Ciò rafforza l’idea che il diritto internazionale possa essere uno strumento per avvicinare paesi del mondo anche molto diversi tra loro e che aiuti, sebbene il carattere primitivo, a superare contrasti e disaccordi in modo pacifico. Quanto questo strumento sia efficace è evidentemente in discussione. Tanto che agli accordi di Rio si sono aggiunti e in parte sostituiti gli accordi più recenti di Parigi. Quando nel 2015 è stato chiaro che l’obiettivo di limitazione dell’aumento della temperatura globale a massimo +2.0 °C (rispetto ai livelli preindustriali) non solo sarebbero stato raggiunto in tempi “utili” ma non sarebbe stato neanche sufficiente a garantire una prosecuzione “felice” della nostra presenza sul pianeta.

E così ad oggi le COP non sono momento di discussione solo in tema di “Accordi di Rio” ma anche di “Accordi di Parigi”. È lampante però che il sistema in questa configurazione non possa che risultare ancora più complesso. Tanto che gli scenari futuri climatici disegnati dal Gruppo intergovernativo sul cambiamento climatico (IPCC) non lasciano ben sperare. Anche massimizzando l’abbattimento di emissioni climalteranti ed in particolare se si riuscisse a mantenere emissioni globali nette negative di CO2 ci vorrebbero secoli per invertire la tendenza di fenomeni atmosferici estremi come l’innalzamento del livello del mare. E il contenimento a massimo +1.5 °C è quasi irraggiungibile anche a fronte di emissioni di gas serra molto basse.

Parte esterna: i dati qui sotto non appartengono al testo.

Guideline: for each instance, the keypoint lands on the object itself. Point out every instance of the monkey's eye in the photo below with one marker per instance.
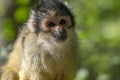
(62, 21)
(51, 24)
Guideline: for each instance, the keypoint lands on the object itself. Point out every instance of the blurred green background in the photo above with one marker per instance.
(97, 25)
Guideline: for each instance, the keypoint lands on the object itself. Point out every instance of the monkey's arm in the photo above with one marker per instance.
(11, 69)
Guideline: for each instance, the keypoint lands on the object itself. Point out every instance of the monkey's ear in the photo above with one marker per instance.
(31, 22)
(67, 4)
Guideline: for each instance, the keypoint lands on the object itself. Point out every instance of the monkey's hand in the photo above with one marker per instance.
(9, 75)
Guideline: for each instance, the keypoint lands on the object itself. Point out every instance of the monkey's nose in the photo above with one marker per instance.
(59, 34)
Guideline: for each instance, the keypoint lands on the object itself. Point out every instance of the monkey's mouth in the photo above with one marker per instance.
(59, 37)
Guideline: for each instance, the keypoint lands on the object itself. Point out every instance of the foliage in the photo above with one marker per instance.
(98, 28)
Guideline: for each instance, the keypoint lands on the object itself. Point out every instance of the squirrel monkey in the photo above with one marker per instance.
(47, 46)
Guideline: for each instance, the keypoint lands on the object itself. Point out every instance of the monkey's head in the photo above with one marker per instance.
(52, 19)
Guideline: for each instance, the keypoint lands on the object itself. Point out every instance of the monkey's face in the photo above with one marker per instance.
(57, 27)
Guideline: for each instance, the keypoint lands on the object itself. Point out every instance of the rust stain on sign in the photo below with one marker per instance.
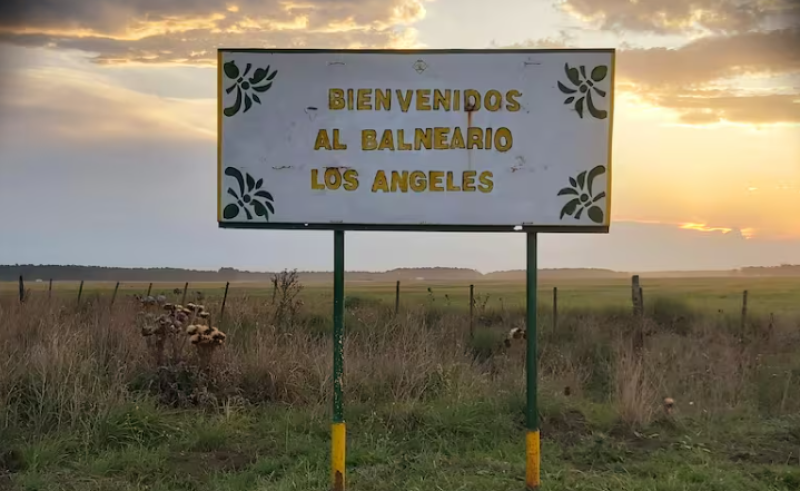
(469, 108)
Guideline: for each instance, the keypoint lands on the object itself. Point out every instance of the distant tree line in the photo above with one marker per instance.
(45, 272)
(782, 270)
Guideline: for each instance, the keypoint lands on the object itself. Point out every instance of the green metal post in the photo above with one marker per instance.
(532, 442)
(338, 427)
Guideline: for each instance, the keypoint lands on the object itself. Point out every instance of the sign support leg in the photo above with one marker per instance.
(532, 448)
(338, 426)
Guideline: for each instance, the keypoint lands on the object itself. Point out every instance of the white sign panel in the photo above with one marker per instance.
(407, 140)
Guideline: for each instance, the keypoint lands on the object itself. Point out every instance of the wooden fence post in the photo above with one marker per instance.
(114, 296)
(471, 312)
(638, 340)
(555, 308)
(224, 299)
(635, 295)
(743, 328)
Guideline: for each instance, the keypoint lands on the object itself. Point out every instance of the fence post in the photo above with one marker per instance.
(397, 298)
(555, 308)
(744, 317)
(638, 341)
(471, 312)
(635, 298)
(224, 300)
(114, 296)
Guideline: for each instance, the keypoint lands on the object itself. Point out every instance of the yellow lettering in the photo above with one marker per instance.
(436, 180)
(369, 139)
(333, 178)
(405, 102)
(337, 145)
(335, 99)
(315, 184)
(400, 181)
(441, 100)
(472, 100)
(440, 138)
(493, 99)
(468, 180)
(450, 184)
(322, 140)
(423, 138)
(418, 182)
(475, 137)
(387, 141)
(486, 180)
(458, 139)
(383, 99)
(380, 183)
(513, 104)
(402, 144)
(423, 99)
(503, 139)
(364, 100)
(350, 180)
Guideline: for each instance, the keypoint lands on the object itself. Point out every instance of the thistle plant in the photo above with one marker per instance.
(174, 327)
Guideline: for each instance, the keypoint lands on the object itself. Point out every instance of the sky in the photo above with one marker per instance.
(108, 129)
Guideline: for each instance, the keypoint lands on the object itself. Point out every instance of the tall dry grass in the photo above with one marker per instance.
(65, 366)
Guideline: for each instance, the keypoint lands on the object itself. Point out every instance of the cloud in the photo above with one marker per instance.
(681, 16)
(73, 104)
(695, 79)
(189, 31)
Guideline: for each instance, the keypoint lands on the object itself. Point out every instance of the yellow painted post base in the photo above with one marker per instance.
(532, 461)
(337, 455)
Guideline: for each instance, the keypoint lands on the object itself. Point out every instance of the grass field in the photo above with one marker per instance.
(765, 294)
(84, 406)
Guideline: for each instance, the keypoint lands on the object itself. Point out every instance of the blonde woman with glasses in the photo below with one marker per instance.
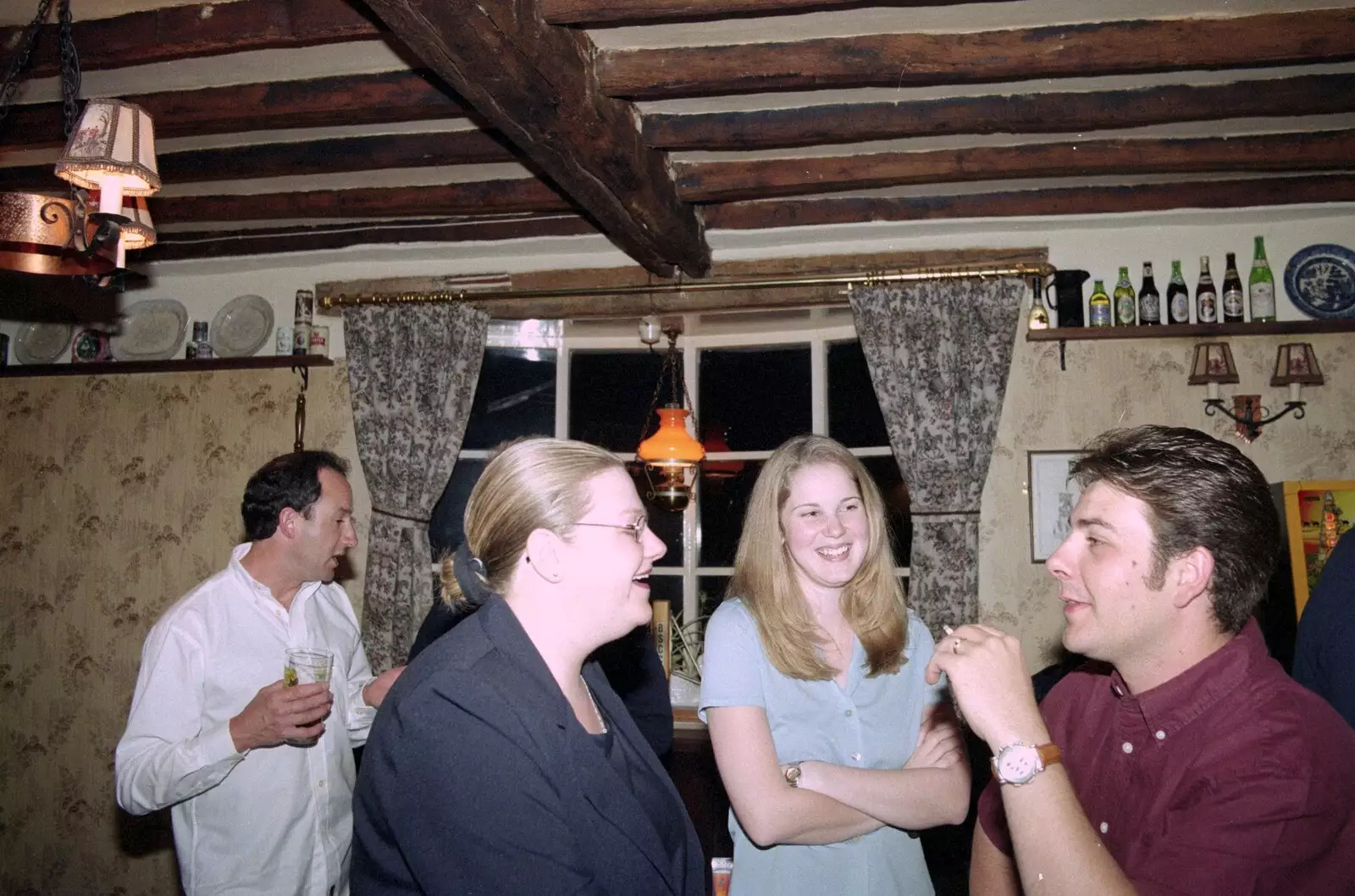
(831, 744)
(506, 765)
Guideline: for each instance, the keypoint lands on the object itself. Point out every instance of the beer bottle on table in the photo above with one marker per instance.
(1098, 305)
(1260, 285)
(1125, 311)
(1232, 293)
(1206, 297)
(1178, 296)
(1149, 300)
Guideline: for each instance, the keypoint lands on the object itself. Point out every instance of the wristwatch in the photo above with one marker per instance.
(1020, 763)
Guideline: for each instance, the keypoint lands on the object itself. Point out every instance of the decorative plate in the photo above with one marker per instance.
(241, 327)
(152, 329)
(1321, 281)
(41, 343)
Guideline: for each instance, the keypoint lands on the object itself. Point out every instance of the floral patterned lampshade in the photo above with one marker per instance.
(113, 149)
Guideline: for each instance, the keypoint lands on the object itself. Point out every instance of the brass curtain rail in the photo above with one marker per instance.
(849, 281)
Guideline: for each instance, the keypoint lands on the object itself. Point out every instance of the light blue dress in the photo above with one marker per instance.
(871, 724)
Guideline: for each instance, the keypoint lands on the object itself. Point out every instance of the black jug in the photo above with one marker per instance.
(1068, 293)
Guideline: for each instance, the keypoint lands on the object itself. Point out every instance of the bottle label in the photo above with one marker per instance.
(1264, 300)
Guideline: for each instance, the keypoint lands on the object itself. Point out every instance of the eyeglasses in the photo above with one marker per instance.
(636, 529)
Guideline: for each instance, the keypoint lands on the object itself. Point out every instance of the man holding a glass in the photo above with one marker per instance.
(252, 693)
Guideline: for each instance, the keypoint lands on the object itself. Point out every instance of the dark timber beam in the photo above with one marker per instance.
(207, 244)
(207, 29)
(914, 60)
(535, 85)
(322, 102)
(487, 196)
(1158, 196)
(305, 158)
(996, 114)
(767, 178)
(640, 11)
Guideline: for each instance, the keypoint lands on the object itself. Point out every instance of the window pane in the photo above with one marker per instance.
(515, 396)
(758, 396)
(609, 396)
(724, 499)
(854, 415)
(664, 523)
(445, 529)
(894, 491)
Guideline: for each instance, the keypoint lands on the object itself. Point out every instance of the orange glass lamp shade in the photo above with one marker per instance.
(671, 445)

Cosa ci dobbiamo quindi aspettare dalla COP di Glasgow? La solita passerella di influencer globali che ammoniranno i potenti sulla necessità di invertire la rotta? L’ennesimo accordo di intenti con la promessa di fare i compiti a casa e verificare gli esiti tra qualche anno? Non si può escludere che ciò avvenga. Se la storia insegna. Ciò non toglie, tuttavia, importanza alla questione. La Cura della Casa Comune è uno sforzo che richiede un approccio integrale. Per questo, anche se a livello internazionale i fallimenti sembrano più dei successi e se il fil rouge sembra tutt’altro che indirizzato all’attenzione verso l’ambiente e le popolazioni maggiormente colpite dai danni causati alla nostra terra, si deve mantenere viva la fiamma della speranza che anima ciascun individuo di buona volontà. “Sappiamo che le cose possono cambiare” è uno dei messaggi dell’Enciclica Laudato Sì, grande messaggio di speranza antropologica ancor prima che ecologica. E non uniformarsi “alla mentalità di questo mondo” può essere un buon punto di partenza per innescare il cambiamento.